As in years past, government R&D spending in the energy sector around the world continues to languish at absurdly low levels. Despite an increase of 5% in 2018, it was still a paltry $26 billion. The one bright spot here is that most of the growth in government R&D spending last year was dedicated to low-carbon technologies. But this is still an incredibly small number given the need to rapidly decarbonize our economy. For comparison, the US National Institutes of Health spent more than $37 billion on R&D last year. Global private sector investment in biotechnology R&D was more than $45 billion in 2016. This is not a new problem (commentators have long pointed to limited government investment in energy R&D), but it is an increasingly urgent problem if we want to build and maintain a robust technology pipeline for clean energy. And the shortfall is not being compensated for by private sector investment: venture capital investment in in emerging energy companies, to take one indicator, reached an estimated $6.9 billion in 2018 according to the IEA. While this is a high point for VC deals in energy and although most of that total was focused on clean energy technologies (with the lion’s share dedicated to clean transportation investments), it is still far below what is needed.

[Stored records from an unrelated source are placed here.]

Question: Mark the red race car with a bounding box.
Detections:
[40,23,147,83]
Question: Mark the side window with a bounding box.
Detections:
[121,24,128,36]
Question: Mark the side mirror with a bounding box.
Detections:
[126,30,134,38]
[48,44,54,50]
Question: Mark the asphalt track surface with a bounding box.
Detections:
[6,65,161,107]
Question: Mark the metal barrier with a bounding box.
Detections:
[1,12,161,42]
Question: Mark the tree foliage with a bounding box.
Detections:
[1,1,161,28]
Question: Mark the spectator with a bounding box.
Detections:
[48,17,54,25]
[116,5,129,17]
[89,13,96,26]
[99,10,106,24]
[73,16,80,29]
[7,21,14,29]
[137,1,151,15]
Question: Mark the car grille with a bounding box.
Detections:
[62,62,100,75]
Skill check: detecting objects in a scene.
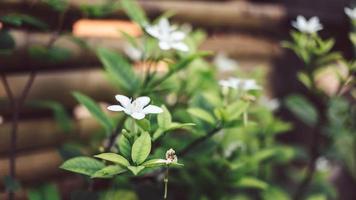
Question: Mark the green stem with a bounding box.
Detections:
[163,167,169,199]
[243,111,248,126]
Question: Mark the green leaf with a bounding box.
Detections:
[188,108,215,124]
[27,183,61,200]
[142,159,167,167]
[60,156,105,176]
[236,177,268,190]
[131,132,151,165]
[2,176,21,192]
[135,119,151,131]
[127,166,145,176]
[118,134,131,159]
[91,165,127,178]
[297,72,312,89]
[73,92,113,134]
[227,101,250,121]
[97,48,140,92]
[31,100,73,133]
[121,0,149,27]
[94,153,130,167]
[285,95,318,126]
[0,14,48,29]
[157,105,172,130]
[168,122,195,131]
[0,30,15,53]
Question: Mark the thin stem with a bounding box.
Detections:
[243,111,248,126]
[163,167,169,200]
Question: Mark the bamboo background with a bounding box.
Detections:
[0,0,352,199]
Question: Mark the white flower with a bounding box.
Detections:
[166,149,178,165]
[213,53,238,72]
[145,18,189,51]
[219,78,261,91]
[344,7,356,20]
[292,15,323,34]
[260,96,280,111]
[124,44,143,61]
[108,95,163,120]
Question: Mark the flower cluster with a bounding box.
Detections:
[108,95,163,120]
[166,149,178,165]
[292,15,323,34]
[219,77,261,91]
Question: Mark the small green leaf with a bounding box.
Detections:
[142,159,167,167]
[91,165,127,178]
[227,101,250,121]
[285,95,318,126]
[236,177,268,190]
[135,119,151,131]
[60,157,105,176]
[168,122,195,131]
[157,105,172,130]
[127,166,145,176]
[0,30,15,53]
[131,133,151,165]
[188,108,215,124]
[118,134,131,159]
[121,0,148,26]
[73,92,113,134]
[297,72,312,88]
[94,153,130,167]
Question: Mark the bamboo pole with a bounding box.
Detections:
[0,118,100,154]
[0,148,63,182]
[0,31,282,73]
[0,0,345,32]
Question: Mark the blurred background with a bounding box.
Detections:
[0,0,356,200]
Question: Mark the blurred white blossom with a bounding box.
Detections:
[219,77,261,91]
[124,43,143,61]
[145,18,189,51]
[260,96,280,111]
[166,149,178,165]
[213,53,239,72]
[316,157,331,171]
[292,15,323,34]
[344,7,356,20]
[108,95,163,120]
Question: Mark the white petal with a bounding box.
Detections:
[131,112,145,120]
[135,96,151,107]
[107,105,125,111]
[158,41,171,50]
[171,31,185,41]
[172,42,189,51]
[158,18,170,32]
[146,26,160,38]
[142,105,163,114]
[115,94,131,108]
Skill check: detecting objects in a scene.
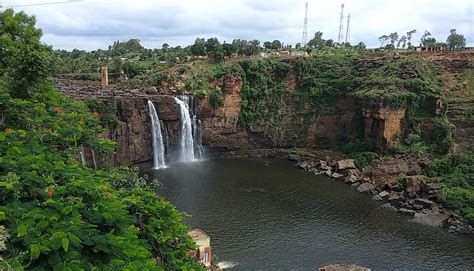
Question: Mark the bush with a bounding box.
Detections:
[0,10,204,270]
[425,149,474,225]
[208,88,224,109]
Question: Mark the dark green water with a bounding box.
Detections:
[145,159,474,270]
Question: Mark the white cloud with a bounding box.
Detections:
[4,0,474,50]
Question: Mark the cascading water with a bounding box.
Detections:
[148,101,166,169]
[174,96,195,162]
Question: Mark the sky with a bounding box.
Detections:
[0,0,474,50]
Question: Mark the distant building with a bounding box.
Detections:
[415,44,446,52]
[188,229,212,269]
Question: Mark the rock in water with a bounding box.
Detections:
[357,183,375,193]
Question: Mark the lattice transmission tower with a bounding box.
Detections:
[301,2,308,48]
[345,13,351,44]
[337,4,344,46]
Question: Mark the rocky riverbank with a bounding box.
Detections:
[286,154,474,234]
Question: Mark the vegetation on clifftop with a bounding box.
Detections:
[0,10,203,270]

One last interesting fact: according to the report, the vast majority of investment in the power sector (more than 95%) was made by companies whose revenues are fully regulated or tied to out-of-market mechanisms intended to manage the risks associated with price variability in competitive electricity markets (i.e., long-term power purchase agreements). That means that government policies and regulation together with long-term contracts continue to drive the lion’s share of investment in the power sector—suggesting that shifting those policy levers and using existing regulatory models to channel investment is where we should be focusing much of our attention if we want to accelerate the move to a low carbon electricity system.

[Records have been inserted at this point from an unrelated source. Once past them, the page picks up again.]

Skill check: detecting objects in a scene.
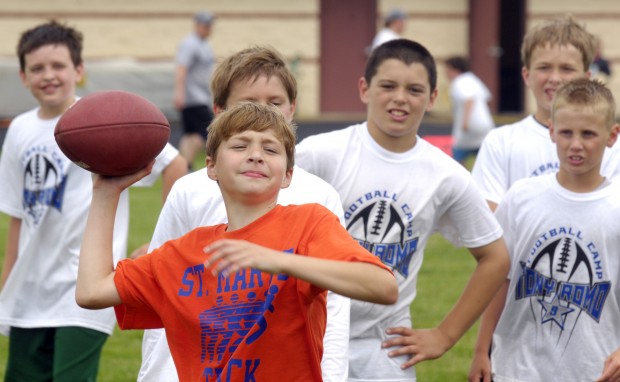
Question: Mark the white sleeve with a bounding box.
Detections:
[321,291,351,382]
[472,130,510,204]
[138,329,179,382]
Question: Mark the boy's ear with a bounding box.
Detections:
[426,89,439,111]
[607,123,620,147]
[75,64,84,85]
[205,156,218,182]
[291,99,297,119]
[521,66,530,88]
[280,168,293,188]
[358,77,370,105]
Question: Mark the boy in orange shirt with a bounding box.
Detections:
[76,103,398,381]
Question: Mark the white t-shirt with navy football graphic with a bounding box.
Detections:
[492,174,620,382]
[296,123,502,381]
[0,108,178,334]
[472,115,620,204]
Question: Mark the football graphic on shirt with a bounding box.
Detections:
[531,237,593,285]
[347,200,405,243]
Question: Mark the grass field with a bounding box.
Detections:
[0,172,476,382]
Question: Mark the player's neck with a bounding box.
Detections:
[556,169,607,193]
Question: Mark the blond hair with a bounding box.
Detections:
[206,102,296,170]
[521,15,595,71]
[551,78,616,129]
[211,46,297,109]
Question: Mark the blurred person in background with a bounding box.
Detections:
[174,11,215,169]
[446,56,495,165]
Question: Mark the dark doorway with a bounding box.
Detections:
[499,0,526,113]
[319,0,377,113]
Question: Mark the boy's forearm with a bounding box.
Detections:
[76,190,121,309]
[474,280,510,355]
[439,239,510,346]
[283,256,398,304]
[161,155,187,203]
[0,217,22,290]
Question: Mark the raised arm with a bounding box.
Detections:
[205,240,398,304]
[75,164,152,309]
[469,280,510,382]
[0,217,22,290]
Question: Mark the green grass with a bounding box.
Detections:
[0,178,476,382]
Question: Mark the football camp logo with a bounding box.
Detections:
[23,148,67,226]
[515,227,611,348]
[345,191,418,277]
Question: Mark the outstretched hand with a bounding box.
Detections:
[204,239,282,276]
[381,327,453,369]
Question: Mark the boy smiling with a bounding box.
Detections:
[296,39,509,381]
[76,103,398,381]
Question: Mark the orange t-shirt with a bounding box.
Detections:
[114,204,389,382]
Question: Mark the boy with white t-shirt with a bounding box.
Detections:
[296,39,509,381]
[472,17,620,209]
[469,78,620,382]
[138,47,350,382]
[0,21,187,381]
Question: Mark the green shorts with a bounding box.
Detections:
[4,327,108,382]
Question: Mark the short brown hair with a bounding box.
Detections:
[521,15,595,71]
[551,78,616,129]
[207,102,296,170]
[17,20,83,72]
[211,46,297,109]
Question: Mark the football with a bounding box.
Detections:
[54,91,170,176]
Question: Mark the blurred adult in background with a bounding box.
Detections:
[174,12,215,168]
[446,56,495,165]
[369,9,407,53]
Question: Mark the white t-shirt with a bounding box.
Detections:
[138,167,350,382]
[0,108,178,334]
[492,174,620,382]
[450,72,495,149]
[472,116,620,204]
[296,123,502,381]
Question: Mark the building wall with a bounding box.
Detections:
[0,0,620,118]
[526,0,620,112]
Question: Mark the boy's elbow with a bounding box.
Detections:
[75,288,108,309]
[375,272,398,305]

Climate change is – among other things – an investment challenge; perhaps the mother of all investment challenges. A 2014 study by the International Energy Agency estimated that close to $50 trillion will be invested in the global energy system between now and 2035. There are multiple scenarios for how such investment will proceed under different policy regimes and based on various assumptions about technology and economics. But one thing we know right now is that far too much capital investment is continuing to flow into fossil fuel related assets, adding to the problem of committed emissions and carbon lock-in associated with the existing energy system. One recent study found that the committed emissions, that is, the emissions already embedded in the existing capital stock making up the global power sector (assuming those assets live out their expected useful lives) is already more than the remaining carbon budget needed to stay below 2 degrees. To be sure, devaluation and early retirement of existing assets is always a possibility. It may be that some (or even most) of the investments in fossil fuel related assets will be stranded by future government policies or by new technologies and continued price declines. As the authors of the previously mentioned study observed: “Even if all currently planned projects [for fossil-fuel generation in the power sector] are immediately suspended, up to 20% of global fossil-fuel generation capacity would still have to be stranded (that is, prematurely decommissioned, underutilized, or subject to costly retrofitting) if humanity is to meet the climate goals set out in the Paris Agreement.” Such an undertaking would entail a painful and highly contested set of choices that will mean taking on some very powerful interests. Follow the money.